Les plans serrés sur les visages, les lumières froides de la ruelle, les mains qui tremblent… tout est calculé pour nous faire ressentir la douleur des personnages. J'ai pleuré quand elle s'est effondrée contre lui. L'UNE AIMÉE, L'AUTRE PERDUE ne joue pas avec nos nerfs, il les torture avec grâce.
Elle en robe claire, lui en noir strict, l'autre en tenue sportive sombre… chaque vêtement est un symbole. La pureté, le devoir, la révolte. Dans L'UNE AIMÉE, L'AUTRE PERDUE, même les boutons de manchette ont un sens. C'est du cinéma qui parle aux yeux avant de toucher le cœur.
Ce moment où elle hurle sans son, retenue par les gardes… j'ai eu la chair de poule.
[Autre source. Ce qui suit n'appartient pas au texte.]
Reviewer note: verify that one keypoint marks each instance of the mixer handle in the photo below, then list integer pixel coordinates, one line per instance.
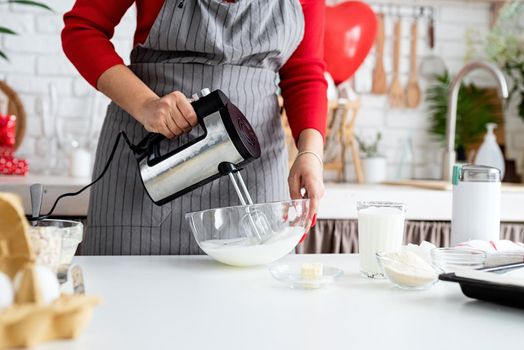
(203, 107)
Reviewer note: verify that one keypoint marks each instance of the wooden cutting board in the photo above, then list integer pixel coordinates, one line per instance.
(446, 186)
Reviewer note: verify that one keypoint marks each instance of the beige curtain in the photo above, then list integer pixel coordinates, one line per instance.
(340, 236)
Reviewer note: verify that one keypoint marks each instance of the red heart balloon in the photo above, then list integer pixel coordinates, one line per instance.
(350, 33)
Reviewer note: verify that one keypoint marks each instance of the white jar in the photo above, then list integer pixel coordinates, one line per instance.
(476, 204)
(374, 169)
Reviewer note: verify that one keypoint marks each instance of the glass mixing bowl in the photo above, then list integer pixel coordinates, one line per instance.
(54, 243)
(250, 235)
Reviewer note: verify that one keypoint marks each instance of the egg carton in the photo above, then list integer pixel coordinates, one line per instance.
(30, 321)
(29, 324)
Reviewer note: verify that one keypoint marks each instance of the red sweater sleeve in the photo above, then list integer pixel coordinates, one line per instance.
(86, 36)
(302, 77)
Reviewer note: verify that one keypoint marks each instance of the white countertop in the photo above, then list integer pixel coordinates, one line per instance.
(194, 303)
(338, 202)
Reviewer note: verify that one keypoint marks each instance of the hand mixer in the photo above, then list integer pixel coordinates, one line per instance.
(228, 143)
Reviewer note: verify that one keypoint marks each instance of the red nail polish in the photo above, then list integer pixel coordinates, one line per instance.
(303, 238)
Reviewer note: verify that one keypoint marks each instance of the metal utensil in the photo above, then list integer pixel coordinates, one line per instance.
(256, 221)
(37, 194)
(431, 65)
(396, 91)
(379, 74)
(413, 92)
(77, 277)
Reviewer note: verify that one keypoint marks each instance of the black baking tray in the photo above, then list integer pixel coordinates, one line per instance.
(508, 295)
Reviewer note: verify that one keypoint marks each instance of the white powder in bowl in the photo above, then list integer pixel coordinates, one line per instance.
(407, 269)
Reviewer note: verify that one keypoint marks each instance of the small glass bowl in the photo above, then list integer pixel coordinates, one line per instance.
(290, 275)
(55, 243)
(407, 277)
(452, 259)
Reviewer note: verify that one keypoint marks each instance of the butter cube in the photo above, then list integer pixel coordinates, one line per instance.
(311, 272)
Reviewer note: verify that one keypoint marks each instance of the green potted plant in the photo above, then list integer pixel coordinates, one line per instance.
(8, 31)
(475, 109)
(504, 44)
(374, 164)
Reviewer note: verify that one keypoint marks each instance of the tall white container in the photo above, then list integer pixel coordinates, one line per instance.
(476, 204)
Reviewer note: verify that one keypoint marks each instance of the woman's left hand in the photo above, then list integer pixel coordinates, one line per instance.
(307, 174)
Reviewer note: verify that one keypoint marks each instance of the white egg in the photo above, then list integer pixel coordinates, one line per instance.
(47, 283)
(7, 292)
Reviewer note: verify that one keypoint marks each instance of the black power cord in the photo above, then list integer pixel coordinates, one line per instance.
(135, 149)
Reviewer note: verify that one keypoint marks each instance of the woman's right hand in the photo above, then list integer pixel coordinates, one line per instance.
(171, 115)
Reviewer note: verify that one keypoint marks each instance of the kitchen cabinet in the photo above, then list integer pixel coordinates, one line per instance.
(192, 302)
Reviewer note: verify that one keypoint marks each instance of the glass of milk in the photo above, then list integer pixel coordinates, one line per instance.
(380, 229)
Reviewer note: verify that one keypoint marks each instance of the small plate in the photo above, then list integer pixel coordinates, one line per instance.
(290, 275)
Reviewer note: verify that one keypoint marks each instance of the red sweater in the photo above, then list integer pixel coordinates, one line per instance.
(90, 25)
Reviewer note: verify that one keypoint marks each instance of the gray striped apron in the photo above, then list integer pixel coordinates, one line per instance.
(194, 44)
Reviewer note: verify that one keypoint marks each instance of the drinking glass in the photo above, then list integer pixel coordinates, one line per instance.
(380, 229)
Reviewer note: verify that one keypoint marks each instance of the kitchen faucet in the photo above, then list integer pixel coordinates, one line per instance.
(449, 154)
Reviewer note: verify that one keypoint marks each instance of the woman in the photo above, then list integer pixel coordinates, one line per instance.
(181, 46)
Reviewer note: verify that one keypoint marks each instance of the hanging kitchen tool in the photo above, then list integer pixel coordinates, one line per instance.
(431, 65)
(413, 89)
(396, 91)
(379, 74)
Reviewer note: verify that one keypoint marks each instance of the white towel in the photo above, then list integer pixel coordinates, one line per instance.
(498, 252)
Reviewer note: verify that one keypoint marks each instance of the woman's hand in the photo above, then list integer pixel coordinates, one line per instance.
(307, 171)
(171, 115)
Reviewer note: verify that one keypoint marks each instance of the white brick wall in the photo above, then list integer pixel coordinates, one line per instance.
(452, 20)
(37, 59)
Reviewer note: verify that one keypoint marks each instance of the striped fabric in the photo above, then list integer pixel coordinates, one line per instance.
(236, 47)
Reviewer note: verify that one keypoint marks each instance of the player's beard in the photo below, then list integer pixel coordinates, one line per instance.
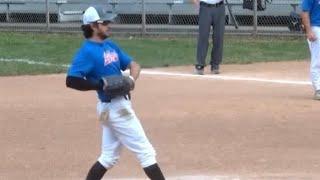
(103, 35)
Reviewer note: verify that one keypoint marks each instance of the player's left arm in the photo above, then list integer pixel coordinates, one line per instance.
(134, 69)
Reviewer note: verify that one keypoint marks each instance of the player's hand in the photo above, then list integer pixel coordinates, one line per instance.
(311, 36)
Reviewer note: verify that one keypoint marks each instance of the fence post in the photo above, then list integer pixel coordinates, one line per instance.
(47, 16)
(255, 17)
(143, 18)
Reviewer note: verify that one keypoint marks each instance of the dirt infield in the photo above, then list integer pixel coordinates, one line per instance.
(201, 128)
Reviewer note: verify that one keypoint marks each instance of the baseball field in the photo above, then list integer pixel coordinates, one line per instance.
(255, 121)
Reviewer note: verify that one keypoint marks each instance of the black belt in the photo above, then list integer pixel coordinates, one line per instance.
(211, 5)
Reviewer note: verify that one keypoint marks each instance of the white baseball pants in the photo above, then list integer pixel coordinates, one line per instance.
(123, 128)
(315, 59)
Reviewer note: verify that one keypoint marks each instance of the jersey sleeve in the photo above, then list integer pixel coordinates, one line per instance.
(306, 5)
(124, 58)
(81, 66)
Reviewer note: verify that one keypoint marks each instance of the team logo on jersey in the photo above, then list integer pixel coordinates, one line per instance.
(110, 57)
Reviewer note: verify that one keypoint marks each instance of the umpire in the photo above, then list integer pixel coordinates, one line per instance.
(211, 13)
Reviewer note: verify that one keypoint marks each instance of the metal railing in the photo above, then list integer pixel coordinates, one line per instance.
(148, 16)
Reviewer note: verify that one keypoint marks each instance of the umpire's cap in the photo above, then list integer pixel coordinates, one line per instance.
(97, 13)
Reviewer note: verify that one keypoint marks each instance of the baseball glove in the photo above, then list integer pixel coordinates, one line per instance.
(117, 85)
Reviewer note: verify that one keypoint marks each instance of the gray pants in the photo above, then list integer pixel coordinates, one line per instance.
(215, 17)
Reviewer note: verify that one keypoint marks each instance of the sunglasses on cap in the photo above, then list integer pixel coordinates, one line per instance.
(103, 22)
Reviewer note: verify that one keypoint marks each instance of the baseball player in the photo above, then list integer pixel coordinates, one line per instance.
(98, 66)
(311, 21)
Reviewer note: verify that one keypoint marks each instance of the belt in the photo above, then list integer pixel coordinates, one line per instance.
(211, 5)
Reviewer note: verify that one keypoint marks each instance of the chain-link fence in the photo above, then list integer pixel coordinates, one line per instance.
(151, 16)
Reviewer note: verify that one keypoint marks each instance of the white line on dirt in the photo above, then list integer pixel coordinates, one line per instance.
(175, 74)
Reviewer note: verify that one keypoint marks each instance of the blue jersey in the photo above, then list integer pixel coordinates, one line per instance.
(95, 60)
(313, 7)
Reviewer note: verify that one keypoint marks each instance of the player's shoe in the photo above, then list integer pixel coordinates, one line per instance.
(215, 69)
(199, 69)
(317, 95)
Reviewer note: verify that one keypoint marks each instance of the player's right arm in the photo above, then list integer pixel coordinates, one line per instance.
(80, 67)
(82, 84)
(305, 15)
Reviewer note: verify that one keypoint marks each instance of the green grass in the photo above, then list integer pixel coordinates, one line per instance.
(149, 52)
Pas de musique, juste le bruit de sa respiration coupée. L'UNE AIMÉE, L'AUTRE PERDUE sait que le vrai drame est dans ce qu'on ne peut pas dire. Et ça, c'est du génie pur.
Il n'y a pas de méchant ici, seulement des cœurs brisés qui se cognent. Elle pleure, il hésite, l'autre se bat. Dans L'UNE AIMÉE, L'AUTRE PERDUE, personne n'est innocent, personne n'est coupable — juste humain. Et c'est pour ça qu'on ne peut pas détourner les yeux.